The White House's Office of Management and Budget released a new report that sheds light on how the 16-day federal government shutdown in October impacted scientific research.
When Congress failed to reach a consensus on the nation's budget, the U.S. federal government halted operations deemed nonessential beginning on Oct. 1. The 27-page report, released Nov. 7, says that nearly three-quarters of NIH employees were furloughed during the shutdown as well as four out of five Nobel Prize-winning researchers currently employed by the federal government. In addition, 98% of National Science Foundation (NSF) employees and two-thirds of workers at the Centers for Disease Control and Prevention (CDC) were furloughed.
While the NIH Clinical Center, a research hospital located in Bethesda, MD, stayed open for patients already enrolled in studies, enrollment of new patients--with the exception of patients with life-threatening or urgent medical needs--was put on hold during the shutdown.

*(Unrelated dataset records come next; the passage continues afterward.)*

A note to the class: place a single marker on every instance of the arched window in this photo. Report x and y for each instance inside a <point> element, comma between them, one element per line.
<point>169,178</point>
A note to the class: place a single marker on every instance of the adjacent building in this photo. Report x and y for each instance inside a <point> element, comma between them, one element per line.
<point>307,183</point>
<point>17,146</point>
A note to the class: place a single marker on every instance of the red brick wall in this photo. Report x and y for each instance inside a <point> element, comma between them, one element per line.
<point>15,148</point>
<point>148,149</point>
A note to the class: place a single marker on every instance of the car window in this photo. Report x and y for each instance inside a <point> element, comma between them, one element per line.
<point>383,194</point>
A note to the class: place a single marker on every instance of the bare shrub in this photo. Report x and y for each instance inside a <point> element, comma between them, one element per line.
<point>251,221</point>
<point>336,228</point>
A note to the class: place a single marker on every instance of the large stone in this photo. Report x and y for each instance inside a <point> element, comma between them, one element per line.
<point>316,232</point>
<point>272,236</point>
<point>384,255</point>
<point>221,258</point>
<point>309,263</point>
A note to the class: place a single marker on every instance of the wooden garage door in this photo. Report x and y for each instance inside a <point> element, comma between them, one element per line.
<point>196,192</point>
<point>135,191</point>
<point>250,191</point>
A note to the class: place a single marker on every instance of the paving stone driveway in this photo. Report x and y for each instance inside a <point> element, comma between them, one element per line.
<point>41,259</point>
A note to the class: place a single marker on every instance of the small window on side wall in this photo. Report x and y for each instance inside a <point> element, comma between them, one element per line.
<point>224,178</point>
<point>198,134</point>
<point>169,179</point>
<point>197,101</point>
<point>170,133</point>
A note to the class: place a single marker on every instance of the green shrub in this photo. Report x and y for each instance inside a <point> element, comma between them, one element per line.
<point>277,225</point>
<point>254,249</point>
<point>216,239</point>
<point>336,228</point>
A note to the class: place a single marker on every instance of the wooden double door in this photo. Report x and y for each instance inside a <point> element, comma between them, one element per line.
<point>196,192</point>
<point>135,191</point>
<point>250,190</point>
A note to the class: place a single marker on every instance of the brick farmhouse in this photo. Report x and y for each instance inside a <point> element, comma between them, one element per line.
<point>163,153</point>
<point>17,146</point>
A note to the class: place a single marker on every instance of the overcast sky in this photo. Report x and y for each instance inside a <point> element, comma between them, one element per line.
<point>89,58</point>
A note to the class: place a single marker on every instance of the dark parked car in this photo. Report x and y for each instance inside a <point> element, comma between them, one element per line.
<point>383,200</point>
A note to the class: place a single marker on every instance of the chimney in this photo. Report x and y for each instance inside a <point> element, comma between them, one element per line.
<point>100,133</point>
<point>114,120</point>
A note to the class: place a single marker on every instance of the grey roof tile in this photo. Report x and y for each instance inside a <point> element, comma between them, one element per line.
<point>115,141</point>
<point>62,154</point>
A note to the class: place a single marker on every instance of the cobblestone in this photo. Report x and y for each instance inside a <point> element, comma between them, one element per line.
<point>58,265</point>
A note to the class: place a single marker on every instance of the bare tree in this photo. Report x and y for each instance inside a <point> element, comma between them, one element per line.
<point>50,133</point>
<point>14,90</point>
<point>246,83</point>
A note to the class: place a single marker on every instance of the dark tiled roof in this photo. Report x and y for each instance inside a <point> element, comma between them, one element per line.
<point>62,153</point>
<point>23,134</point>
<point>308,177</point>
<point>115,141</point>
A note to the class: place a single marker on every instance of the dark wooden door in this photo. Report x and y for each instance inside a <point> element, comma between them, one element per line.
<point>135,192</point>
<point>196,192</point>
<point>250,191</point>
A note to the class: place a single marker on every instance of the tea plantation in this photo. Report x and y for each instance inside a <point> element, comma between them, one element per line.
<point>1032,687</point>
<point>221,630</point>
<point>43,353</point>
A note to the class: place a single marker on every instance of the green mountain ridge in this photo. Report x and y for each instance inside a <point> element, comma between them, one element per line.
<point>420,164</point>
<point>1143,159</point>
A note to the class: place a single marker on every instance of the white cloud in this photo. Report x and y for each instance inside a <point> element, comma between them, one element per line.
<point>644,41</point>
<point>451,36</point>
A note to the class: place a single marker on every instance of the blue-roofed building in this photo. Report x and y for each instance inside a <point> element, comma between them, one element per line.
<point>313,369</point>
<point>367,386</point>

The NIH admitted 25 new patients during the shutdown, but 7 clinical programs that were scheduled to start during that time were put on hold.
The shutdown also delayed the disbursement of grants or grant continuations, delaying new basic science research. The NIH and NSF did not review applications or award any grants during the government shutdown. In a typical two-week period, the NSF issues 765 grants and continuations, according to the report.
The CDC was also unable to carry out its disease-tracking functions, including surveillance of molecular epidemiological data to identify outbreaks of hepatitis and tuberculosis.